2 thoughts on “Friendship: The Next Generation”

  1. Thanks for this off-hand post and link back to your “Confessions d’un papillon social” which I missed the first time and found most enjoyable. Do you think many/most social anthropologists share your enthusiastic embrace of fellow members of our species?

    I have struggled to reconcile my own social animal with the sometimes-profound alienation of walking alone–whether as an anthropologist who steps outside “her own” culture, or as a cultural liminal whose membership in any particular culture is far more tenuous than her identity as an anthropologist. It was a delight to read in your “Confessions..” of your unreserved love of the human. I, too, am visited with such feelings from time to time. Other times, however, I find them hard to reconcile with the phenomena I experience.

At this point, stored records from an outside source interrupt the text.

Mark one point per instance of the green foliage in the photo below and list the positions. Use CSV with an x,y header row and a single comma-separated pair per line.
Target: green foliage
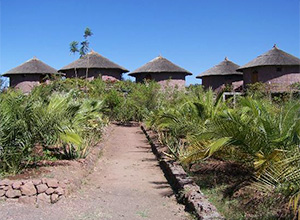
x,y
84,45
58,120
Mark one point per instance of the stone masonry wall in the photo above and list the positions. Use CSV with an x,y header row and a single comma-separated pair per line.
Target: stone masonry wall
x,y
38,191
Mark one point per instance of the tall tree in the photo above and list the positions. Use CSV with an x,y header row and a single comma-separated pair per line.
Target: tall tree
x,y
84,48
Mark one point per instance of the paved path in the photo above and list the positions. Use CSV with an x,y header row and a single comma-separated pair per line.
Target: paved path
x,y
127,184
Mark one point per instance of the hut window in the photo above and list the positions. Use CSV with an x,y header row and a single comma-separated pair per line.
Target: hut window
x,y
148,77
254,77
43,78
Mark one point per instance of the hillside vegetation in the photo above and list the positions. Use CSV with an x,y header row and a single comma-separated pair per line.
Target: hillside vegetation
x,y
244,155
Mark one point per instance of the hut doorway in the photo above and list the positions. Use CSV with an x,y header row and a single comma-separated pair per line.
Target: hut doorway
x,y
254,77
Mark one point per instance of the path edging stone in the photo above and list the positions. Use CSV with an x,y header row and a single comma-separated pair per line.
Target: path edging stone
x,y
188,191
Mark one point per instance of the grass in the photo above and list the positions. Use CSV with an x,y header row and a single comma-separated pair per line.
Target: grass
x,y
229,208
143,214
219,185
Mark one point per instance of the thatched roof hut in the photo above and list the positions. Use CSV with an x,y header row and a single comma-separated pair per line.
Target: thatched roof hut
x,y
221,75
96,64
273,57
163,71
29,74
276,68
159,65
32,66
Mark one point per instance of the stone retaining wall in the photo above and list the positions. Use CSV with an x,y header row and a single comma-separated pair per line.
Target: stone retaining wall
x,y
38,191
188,191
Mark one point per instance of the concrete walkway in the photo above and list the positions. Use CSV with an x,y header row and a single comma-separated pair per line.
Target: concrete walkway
x,y
126,184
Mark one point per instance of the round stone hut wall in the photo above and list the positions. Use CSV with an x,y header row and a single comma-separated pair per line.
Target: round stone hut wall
x,y
111,74
218,82
164,79
277,77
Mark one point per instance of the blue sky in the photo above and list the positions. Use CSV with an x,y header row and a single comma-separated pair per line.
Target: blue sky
x,y
194,34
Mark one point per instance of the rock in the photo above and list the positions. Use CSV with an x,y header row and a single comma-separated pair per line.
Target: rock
x,y
17,185
43,198
66,182
49,191
53,183
31,200
42,188
62,185
44,180
11,200
59,191
54,198
2,193
11,193
6,188
5,182
28,189
37,182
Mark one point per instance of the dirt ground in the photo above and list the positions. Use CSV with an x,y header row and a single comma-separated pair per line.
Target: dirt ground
x,y
126,183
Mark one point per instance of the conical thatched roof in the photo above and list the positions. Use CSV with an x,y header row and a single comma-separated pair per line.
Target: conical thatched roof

    Sometime I resolve this tension thinking, yes, I love people in their humanity, but not culture, which can narrow and diminish the great spectrum of human nature. But this isn’t a satisfactory position for a social anthropologist, and certainly not one who believes individuals are only human in relation (i.e. as social, not simply biological beings), just like all the other social carnivores.

    So, your posts have made me muse whether social anthropologists might be divided in to hot and cold types–the first being «papillon social», the second «promeneur solitaire»; and then, of course, the third who, like me, tap in to both streams.

  2. Jenny,

    Thanks a lot for your comment. I kind of knew a shorter post would bring me comments where elaborate posts almost never do. I also didn’t know you could read French. I must admit that I really like my «papillon social» post. (I also have “social butterfly” posts but they’re less personal.)

    I had the surprise, a few years ago, to notice a kind of “wariness with humanity” among some anthropologists. I guess I had seen it before but dismissed it as some exception to the rule. But thinking about it more, there’s even some kind of misanthropy in some anthropology milieus. Strange.

    Thing is, I’m clearly a loner. I spend my time alone. I think about all sorts of things while alone. I enjoy solitude. But I just love human beings, even though their behaviour I sometimes have issues with.
    But, for some reason, I don’t find it difficult to reconcile. The thing I try to do (and this gets into the “life philosophy” domain) is to try and understand why people act the way they do. Often pretty difficult to do. But I prefer it to anger.

    What you describe about going outside one’s “own culture” is both well-known and uneasily handled. There’s the old joke: if you dislike yourself, you become a psychologist; if you dislike your society, you become a sociologist; if you dislike yourself and your society, you become an anthropologist.
    So, we can be quite critical, and we never where we can fit. But it also means we can adapt.

    Anyhoo… Thanks again for your comment!!